Ao longo dos anos já me mudei algumas (várias) vezes. Morei por mais de dois anos em três países, passei por nove cidades e pelo menos dez casas. Não me considero extremamente apegada às coisas. Não muito pelo menos. A vida é meio imprevisível, já aprendi e parei de tentar controlá-la ao extremo. Tento planejar, programar, só pra ter a graça de tudo sair diferente do projeto inicial e eu poder exclamar: mas que cazzo!
Da última vez que estive no controle (ou pensava estar) tinha acabado de voltar de Dublin e recomeçado o último ano da faculdade. Faz tempo! Muito tempo. Trabalhava até às 15h em um jornal relativamente pequeno focado em finanças. O plano era ter um ano tranquilo, em que tivesse livre das 15h às 19h todos os dias para escrever minha monografia de conclusão de curso, antes de seguir para as aulas do período noturno.
Mas, depois de três meses consegui um estágio em uma grande redação em São Paulo. Passei a faculdade para o período da manhã, chegava na revista por volta das 14h e seguia até minhas pequenas pautinhas estarem prontas. Foram meses intensos, pautas, aulas, reportagens, entrevistas, monografia, formatura, trânsito, provas, terapia, trabalhos, almoços dentro do carro, cafés e poucas horas de sono... Terminei o ano afastada de licença médica com tuberculose. Acontece, coisas da vida. Da vida paulistana, cheia de compromissos. Nada a ver com a esbórnia boêmia dos poetas românticos.
Dois anos depois disso, resolvi de novo equilibrar vários pratos ao mesmo tempo – trabalho numa agência de assessoria de comunicação, pós-graduação, aulas de alemão, organização de uma festa de casamento e uma mudança internacional. Deixei tudo para trás, com duas malas de 32 quilos. Simples assim. Um ano se transformou em dez. Porque os planos iniciais insistem em transgredir. Normal, coisas da vida. Até aqui, praticamente um post inteiro imitando texto de autoajuda barato para concluir que dez anos depois entrei na mesma cilada.

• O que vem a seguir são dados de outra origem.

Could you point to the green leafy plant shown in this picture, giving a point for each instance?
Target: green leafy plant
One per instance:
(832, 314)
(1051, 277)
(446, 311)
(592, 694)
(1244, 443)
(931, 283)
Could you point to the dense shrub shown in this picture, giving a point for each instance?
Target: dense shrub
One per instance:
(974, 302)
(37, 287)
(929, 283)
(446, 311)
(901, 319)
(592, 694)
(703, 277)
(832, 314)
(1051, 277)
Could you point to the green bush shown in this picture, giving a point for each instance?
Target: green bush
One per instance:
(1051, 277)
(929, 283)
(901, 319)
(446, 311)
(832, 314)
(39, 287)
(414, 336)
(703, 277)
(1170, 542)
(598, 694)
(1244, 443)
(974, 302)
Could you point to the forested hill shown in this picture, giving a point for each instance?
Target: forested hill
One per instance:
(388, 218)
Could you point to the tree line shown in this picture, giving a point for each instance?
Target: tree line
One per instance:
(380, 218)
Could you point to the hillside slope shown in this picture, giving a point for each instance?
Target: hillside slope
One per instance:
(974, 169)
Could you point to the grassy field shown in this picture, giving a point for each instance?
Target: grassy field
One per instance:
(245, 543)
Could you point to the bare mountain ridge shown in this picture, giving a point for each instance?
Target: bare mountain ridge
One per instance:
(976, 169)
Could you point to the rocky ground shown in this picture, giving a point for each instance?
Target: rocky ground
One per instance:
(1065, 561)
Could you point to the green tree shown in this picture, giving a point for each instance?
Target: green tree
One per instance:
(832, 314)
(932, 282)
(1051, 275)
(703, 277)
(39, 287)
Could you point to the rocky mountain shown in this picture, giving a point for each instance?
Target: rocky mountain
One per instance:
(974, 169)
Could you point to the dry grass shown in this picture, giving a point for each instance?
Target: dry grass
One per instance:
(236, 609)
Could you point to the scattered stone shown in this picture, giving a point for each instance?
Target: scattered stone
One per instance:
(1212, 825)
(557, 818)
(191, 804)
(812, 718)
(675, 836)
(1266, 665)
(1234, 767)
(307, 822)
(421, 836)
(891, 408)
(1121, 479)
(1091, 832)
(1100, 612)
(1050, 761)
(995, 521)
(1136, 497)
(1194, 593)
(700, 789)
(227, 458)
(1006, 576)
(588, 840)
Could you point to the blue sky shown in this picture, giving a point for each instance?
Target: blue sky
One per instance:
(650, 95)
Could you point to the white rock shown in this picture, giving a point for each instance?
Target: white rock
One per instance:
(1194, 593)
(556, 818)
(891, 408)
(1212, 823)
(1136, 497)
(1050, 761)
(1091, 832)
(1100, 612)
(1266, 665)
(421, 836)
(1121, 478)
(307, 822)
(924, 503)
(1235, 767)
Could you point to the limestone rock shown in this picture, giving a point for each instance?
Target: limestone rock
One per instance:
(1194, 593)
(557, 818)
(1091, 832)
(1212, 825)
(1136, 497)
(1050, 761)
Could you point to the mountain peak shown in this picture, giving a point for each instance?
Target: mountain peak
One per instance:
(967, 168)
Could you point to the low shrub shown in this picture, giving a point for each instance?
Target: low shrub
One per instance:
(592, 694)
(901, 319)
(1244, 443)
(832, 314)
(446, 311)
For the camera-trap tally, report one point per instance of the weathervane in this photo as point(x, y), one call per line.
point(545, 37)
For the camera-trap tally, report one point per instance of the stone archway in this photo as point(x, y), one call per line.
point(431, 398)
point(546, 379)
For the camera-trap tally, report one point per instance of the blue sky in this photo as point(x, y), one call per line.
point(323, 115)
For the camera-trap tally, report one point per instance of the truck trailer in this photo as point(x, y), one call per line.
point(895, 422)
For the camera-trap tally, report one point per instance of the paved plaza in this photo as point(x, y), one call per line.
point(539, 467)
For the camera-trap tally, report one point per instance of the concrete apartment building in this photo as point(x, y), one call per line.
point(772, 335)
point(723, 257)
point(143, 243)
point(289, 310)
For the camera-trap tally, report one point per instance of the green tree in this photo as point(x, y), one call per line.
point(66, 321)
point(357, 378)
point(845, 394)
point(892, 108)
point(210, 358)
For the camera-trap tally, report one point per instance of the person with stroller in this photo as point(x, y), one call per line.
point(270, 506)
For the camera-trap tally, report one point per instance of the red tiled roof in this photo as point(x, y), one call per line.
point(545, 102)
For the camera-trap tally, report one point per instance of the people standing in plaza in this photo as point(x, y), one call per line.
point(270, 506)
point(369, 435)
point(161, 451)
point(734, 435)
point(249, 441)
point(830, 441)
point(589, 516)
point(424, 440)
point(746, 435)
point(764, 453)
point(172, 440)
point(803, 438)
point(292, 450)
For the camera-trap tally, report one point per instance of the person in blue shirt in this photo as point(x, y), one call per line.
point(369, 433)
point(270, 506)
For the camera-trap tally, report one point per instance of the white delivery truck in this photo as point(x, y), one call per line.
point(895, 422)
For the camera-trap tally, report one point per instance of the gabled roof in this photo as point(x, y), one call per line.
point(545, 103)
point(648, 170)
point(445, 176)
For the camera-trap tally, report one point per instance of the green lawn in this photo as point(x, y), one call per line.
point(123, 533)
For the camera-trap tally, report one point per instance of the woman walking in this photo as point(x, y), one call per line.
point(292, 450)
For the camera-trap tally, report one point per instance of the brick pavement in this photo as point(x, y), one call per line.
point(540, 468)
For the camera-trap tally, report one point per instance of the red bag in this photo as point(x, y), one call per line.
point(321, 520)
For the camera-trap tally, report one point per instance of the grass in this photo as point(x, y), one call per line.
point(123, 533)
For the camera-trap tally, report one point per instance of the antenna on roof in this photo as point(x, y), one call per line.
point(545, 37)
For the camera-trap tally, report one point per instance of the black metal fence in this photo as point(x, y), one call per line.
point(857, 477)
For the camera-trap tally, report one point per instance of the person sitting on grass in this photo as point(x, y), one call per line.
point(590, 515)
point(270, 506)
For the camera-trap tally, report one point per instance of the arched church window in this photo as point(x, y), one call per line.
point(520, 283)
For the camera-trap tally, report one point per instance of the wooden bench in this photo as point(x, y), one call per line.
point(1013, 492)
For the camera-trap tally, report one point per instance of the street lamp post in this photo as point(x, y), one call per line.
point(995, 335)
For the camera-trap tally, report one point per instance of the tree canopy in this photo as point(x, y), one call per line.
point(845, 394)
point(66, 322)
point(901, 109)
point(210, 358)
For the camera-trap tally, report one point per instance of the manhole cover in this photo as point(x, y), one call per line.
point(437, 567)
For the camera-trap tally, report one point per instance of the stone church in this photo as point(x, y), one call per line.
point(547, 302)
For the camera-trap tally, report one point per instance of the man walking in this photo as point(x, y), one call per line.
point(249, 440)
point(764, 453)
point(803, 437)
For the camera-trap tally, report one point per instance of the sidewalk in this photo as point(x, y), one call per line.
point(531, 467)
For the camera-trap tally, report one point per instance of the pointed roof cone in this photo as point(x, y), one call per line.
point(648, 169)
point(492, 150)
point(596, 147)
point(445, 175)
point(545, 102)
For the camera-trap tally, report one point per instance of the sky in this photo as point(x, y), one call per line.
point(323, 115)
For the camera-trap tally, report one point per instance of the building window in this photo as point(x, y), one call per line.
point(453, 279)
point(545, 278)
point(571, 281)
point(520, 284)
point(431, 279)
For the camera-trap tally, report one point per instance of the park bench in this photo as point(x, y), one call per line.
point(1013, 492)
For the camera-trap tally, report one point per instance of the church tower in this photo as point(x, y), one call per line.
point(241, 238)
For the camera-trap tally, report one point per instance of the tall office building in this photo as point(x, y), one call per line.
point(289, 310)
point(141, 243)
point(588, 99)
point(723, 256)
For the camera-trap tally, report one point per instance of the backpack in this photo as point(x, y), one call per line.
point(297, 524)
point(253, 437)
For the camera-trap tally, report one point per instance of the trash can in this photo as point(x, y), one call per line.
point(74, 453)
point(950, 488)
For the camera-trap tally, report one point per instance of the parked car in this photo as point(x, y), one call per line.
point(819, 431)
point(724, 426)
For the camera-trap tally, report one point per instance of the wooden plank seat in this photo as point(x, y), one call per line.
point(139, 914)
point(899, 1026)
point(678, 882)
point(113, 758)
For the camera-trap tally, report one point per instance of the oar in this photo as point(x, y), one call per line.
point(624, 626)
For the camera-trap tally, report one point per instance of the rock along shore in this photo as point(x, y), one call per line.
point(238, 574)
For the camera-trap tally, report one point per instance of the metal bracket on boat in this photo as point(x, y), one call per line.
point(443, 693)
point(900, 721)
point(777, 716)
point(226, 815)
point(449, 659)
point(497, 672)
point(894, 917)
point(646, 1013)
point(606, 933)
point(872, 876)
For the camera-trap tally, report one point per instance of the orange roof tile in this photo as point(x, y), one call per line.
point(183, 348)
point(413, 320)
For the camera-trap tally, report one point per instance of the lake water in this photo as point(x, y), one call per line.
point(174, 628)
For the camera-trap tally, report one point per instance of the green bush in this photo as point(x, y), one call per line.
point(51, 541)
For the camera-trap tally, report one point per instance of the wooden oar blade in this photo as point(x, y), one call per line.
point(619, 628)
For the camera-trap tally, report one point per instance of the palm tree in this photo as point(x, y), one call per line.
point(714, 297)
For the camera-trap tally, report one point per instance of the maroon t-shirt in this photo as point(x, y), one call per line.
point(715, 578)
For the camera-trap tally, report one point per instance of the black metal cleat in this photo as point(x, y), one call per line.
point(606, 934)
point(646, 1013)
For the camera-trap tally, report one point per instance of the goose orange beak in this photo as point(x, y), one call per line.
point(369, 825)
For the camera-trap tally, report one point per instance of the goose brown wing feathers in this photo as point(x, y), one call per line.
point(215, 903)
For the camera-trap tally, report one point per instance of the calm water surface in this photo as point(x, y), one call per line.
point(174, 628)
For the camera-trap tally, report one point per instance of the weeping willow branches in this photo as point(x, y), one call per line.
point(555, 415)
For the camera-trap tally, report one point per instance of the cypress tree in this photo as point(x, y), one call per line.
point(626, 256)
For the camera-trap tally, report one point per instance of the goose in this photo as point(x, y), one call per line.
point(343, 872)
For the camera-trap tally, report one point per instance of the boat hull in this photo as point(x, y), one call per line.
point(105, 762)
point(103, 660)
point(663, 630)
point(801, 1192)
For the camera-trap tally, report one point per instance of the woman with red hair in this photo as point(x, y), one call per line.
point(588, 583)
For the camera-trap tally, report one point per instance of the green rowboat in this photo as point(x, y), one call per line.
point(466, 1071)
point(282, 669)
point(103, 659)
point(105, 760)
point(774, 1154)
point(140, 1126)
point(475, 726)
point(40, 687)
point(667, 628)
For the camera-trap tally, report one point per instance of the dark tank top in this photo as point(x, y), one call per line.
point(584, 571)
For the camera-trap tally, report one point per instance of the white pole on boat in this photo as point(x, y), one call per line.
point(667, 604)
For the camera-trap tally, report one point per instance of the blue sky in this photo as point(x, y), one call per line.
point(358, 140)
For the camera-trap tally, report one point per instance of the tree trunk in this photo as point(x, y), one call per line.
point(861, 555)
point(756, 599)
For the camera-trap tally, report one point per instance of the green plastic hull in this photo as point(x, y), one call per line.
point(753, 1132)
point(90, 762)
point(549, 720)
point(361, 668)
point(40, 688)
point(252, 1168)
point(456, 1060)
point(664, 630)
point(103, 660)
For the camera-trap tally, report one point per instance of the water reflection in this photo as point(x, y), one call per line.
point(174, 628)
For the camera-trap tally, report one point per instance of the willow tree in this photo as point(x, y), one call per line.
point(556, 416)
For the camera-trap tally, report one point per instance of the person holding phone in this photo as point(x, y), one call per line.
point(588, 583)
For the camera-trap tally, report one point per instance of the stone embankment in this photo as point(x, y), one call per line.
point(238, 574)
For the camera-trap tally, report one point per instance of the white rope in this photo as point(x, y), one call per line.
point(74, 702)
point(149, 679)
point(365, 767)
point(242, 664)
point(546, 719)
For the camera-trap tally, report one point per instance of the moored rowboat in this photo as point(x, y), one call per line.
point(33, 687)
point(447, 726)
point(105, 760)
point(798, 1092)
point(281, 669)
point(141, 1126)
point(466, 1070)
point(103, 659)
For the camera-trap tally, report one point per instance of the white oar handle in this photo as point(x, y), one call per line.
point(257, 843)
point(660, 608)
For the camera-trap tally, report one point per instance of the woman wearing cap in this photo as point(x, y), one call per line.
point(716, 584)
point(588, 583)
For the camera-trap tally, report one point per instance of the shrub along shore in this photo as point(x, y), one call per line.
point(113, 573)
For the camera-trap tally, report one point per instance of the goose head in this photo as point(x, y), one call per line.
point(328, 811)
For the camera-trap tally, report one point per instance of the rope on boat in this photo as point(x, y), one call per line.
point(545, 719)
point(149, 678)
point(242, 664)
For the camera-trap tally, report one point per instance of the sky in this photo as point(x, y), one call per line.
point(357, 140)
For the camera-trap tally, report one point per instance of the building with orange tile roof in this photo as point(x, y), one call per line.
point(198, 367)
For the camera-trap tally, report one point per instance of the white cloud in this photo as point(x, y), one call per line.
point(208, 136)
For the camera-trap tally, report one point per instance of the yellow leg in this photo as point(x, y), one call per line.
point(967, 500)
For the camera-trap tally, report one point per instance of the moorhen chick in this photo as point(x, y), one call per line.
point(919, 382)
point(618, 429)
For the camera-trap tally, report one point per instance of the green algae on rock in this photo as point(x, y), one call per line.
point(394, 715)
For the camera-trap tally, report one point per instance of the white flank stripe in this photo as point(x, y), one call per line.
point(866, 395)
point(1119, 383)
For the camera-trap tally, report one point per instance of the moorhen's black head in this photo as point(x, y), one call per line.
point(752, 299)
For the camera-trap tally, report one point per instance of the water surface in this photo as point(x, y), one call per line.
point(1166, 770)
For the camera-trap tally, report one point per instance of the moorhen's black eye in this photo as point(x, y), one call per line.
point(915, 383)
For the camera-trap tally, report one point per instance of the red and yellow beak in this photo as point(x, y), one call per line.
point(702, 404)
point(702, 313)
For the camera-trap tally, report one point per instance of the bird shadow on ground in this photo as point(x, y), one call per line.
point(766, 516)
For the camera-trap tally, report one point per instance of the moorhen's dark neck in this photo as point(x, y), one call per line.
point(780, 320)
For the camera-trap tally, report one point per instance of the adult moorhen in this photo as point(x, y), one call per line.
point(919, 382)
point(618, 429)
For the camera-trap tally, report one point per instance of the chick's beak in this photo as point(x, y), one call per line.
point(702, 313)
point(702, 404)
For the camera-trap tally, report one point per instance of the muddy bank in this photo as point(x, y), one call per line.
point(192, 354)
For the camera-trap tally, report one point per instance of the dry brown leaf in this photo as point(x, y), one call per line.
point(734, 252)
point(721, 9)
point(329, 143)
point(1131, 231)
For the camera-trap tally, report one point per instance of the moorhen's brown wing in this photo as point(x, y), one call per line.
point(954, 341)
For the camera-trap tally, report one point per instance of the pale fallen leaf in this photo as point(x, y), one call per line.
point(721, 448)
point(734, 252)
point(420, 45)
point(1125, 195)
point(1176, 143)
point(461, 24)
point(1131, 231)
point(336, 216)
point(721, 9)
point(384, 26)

Há três meses antes da entrega da primeira versão da tese de doutorado estava tudo programadíssimo, aos moldes alemães. Meu calendário semanal tinha cada subsecção que seria escrita ao longo do período. Levantei verba para os últimos meses de projeto (viva o DAAD!), consegui encaixar uma possível saída para um frila, as férias em dezembro, enquanto os capítulos estariam na correção. A coisa estava fluindo tão bem que até me permiti passar quatro dias em Dijon para espairecer. Cruzar o Canal da Mancha com meus textos, encher a cara de vinho, rever um amigo, comer meu fondue favorito. Foi uma espécie de pequeno presente por me manter tão disciplinada. Uso as técnicas do Pavlov em mim mesma. Às vezes funciona. Depois de uma longa leitura ou páginas redigidas, me dou pedacinhos de chocolate, xícaras de expresso, uma bisbilhotadinha nas mídias sociais.
Então chega a fatídica mensagem do What’s app! Quatro semanas para deixarmos nosso apartamento porque o contrato não seria renovado! E daí? Oras, daria para abrir um livro aqui sobre as dificuldades de achar um teto para chamar de seu em Londres. Já fiz posts e posts choramingando sobre as imobiliárias esnobes, recheadas de engravatados com cabeças meladas de gel. Ou corretoras loirinhas de terninhos pretos e unhas compridas pintadas à francesinha! Dá até frio na espinha. Acho que foi a resposta de uma cidade enciumada com meus flertes com a França. Uma resposta despeitada dois dias depois de fechar minhas passagens. Londres continua assim intensa, caótica, desorganizada, seletiva, esnobe, fragmentada e insiste em me tirar o sono. Esse é o jogo. Imagino a rainha Elizabeth vestida de Capitão Nascimento gritando “pede pra sair 02”. E o diabo da tasmânia invade meus pensamentos:
Como vamos arrumar uma casa em quatro semanas? Porque eu decidi ir pra França logo agora? Como vou organizar uma mudança e manter o ritmo dos meus capítulos? E se a tese atrasar? Quantas alterações de endereço ainda virão pela frente – Santander UK, Deusche Bank, consulado italiano, universidade, médico familiar? Tudo de novo, here we go! Respiramos fundo, pesquisamos madrugada adentro as opções do mercado, adormecemos às 3h no sofá, acordamos cedo e entramos na imobiliária fazendo todo tipo de oxalá. Achamos um lugar potencialmente interessante. Legal até. Mas Londres é Londres. Pagaremos uma boa quantia a mais por um espaço relativamente menor. Porque a moça te beija, mas em seguida te vira um tapa. E assim, chegarei ao meu segundo post sobre todas as coisas inúteis que tenho em casa, mas de extremo valor sentimental. E que estou com dificuldades de abrir mão.